Voici le temps des assassins de Gilles Verdet (Jigal)

Une nouvelle fois, les éditions Jigal font mouche avec ce roman fort original empreint d’une poésie noire que l’on a peu tendance à trouver dans les productions actuelles. D’ailleurs, il y est fait référence à Rimbaud, aussi bien dans le titre, que dans l’intrigue et dans le style. Jugez-en par vous-même, cela commence comme ça :

« Le ciel de mai avait la couleur du plomb fondu. Le jour était sale. Et si bas qu’il avalait le clocher de Saint-Germain-des-Prés. »

Ils sont deux et ont tout prévus. Ils doivent arriver en moto. Avec leur casque intégral, personne ne les reconnaitra. Paul Viennot a mis le feu à une voiture pour attirer les flics plus loin. Puis il attendra Simon sur la moto. Simon Granville entrera dans la bijouterie, récupérera les bijoux. Mais cela ne devait pas se passer comme ça. Deux femmes voilées entrent, sortent un flingue, tirent dans le ventre de Simon mais il ne veut pas lâcher le sac. Alors l’une d’elle fourre le canon dans la visière du casque et fait feu, avant de s’enfuir.

Il semblerait que Paul et Simon ont toujours été amis. Paul est devenu photographe, il fait les portraits d’auteurs de romans. Simon, lui, est flic. Paul joint Bernard et lui explique ce qui s’est passé. Bernard le rassure, il lui assurera son alibi. Marianne, la femme de Simon, l’appelle en état de choc. Paul la rejoint et lui explique que Simon était endetté jusqu’au cou, à force de jouer au poker avec des cercles de truands, et qu’il était condamné par un cancer. Ce vol de la bijouterie, c’était la seule solution qu’il ait trouvé pour sauver Marianne.

Georges va prendre son métro à la station République. Il observe le quai, les gens. Le bruit étouffé et métallique annonce l’arrivée prochaine de la rame. C’est alors qu’il sent un souffle tiède sur sa nuque. Une voix féminine lui déclama : « La vie est là, simple et tranquille … ». Il se retourna, et fit face à un sourire, avant de sentir une poussée qui le mènera en enfer, accompagné de vers de Verlaine. Ce meurtre sera le premier d’une série qui va ramener Paul vers son passé …

Quand on lit du polar, on adore les personnages pris dans des remous, sans le vouloir … ou du moins c’est ce qu’on croit au début. C’est dans ce cadre que rentre ce superbe roman de Gilles Verdet, qui commence par un roman noir. Car certes, le personnage principal participe à un Hold-up par amitié, ce qui a priori ne le rend pas sympathique, mais plutôt attachant. Et puis, ses déambulations, son désarroi font qu’on le suit, non pas en essayant de comprendre l’intrigue, mais plutôt en l’accompagnant dans les rues de Paris. Il y a une maitrise dans cette intrigue, une façon de construire les scènes les unes après les autres qui démontrent un vrai savoir faire, un pur talent. Il y a aussi cette efficacité des mots, cette justesse dans la description des situations.
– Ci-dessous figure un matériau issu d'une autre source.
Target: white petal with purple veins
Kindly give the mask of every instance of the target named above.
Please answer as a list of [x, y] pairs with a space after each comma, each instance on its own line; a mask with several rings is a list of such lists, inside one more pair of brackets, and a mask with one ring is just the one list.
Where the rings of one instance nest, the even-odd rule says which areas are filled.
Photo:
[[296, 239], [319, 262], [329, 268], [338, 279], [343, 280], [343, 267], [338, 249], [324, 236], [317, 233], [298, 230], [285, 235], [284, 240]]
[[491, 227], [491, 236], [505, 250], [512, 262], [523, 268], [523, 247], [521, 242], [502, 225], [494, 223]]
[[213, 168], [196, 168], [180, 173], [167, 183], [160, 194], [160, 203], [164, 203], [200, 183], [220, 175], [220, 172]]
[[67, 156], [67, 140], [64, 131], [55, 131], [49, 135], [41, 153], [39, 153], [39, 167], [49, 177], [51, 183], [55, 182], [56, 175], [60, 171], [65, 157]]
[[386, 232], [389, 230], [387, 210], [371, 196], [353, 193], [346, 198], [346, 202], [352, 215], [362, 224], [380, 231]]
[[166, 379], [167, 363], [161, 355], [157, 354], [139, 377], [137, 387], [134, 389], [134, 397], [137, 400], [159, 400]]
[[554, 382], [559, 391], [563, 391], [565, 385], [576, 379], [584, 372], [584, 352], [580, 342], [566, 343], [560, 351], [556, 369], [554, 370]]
Et ce qui sort ce polar de toutes les productions actuelles, ce qui le démarque du lot commun, c’est la plume de l’auteur. Si le titre fait référence à Rimbaud, la plume de Gilles Verdet en est son plus bel hommage. Je pourrais prendre une phrase au hasard et vous montrer la beauté noire de son écriture, car ce roman est un pur plaisir de lecture pour qui aime la poésie. Ce roman, c’est un pur joyau des mots, un éclat naturel et noir, brillant dans un ciel gris.

« Dans la lumière du jour qui baissait, on voyait danser des ombres étranges de matière grise. Comme si son esprit rôdait une dernière fois dans ce carré de nature en jachère ».

Je me faisais cette réflexion en lisant ce livre : tout lecteur de polar doit être tombé amoureux de Baudelaire ou de Rimbaud un jour. Pour ma part, c’est Baudelaire. Rimbaud m’a toujours gêné par moments par sa liberté jusqu’au-boutiste. Eh bien, ce roman, c’est de la poésie pure, c’est un roman où se cachent des vers qu’aurait oublié Baudelaire, c’est une pure merveille qui nous montre combien le beau est triste. Dans le ciel du polar, brille une nouvelle étoile noire. Magnifique.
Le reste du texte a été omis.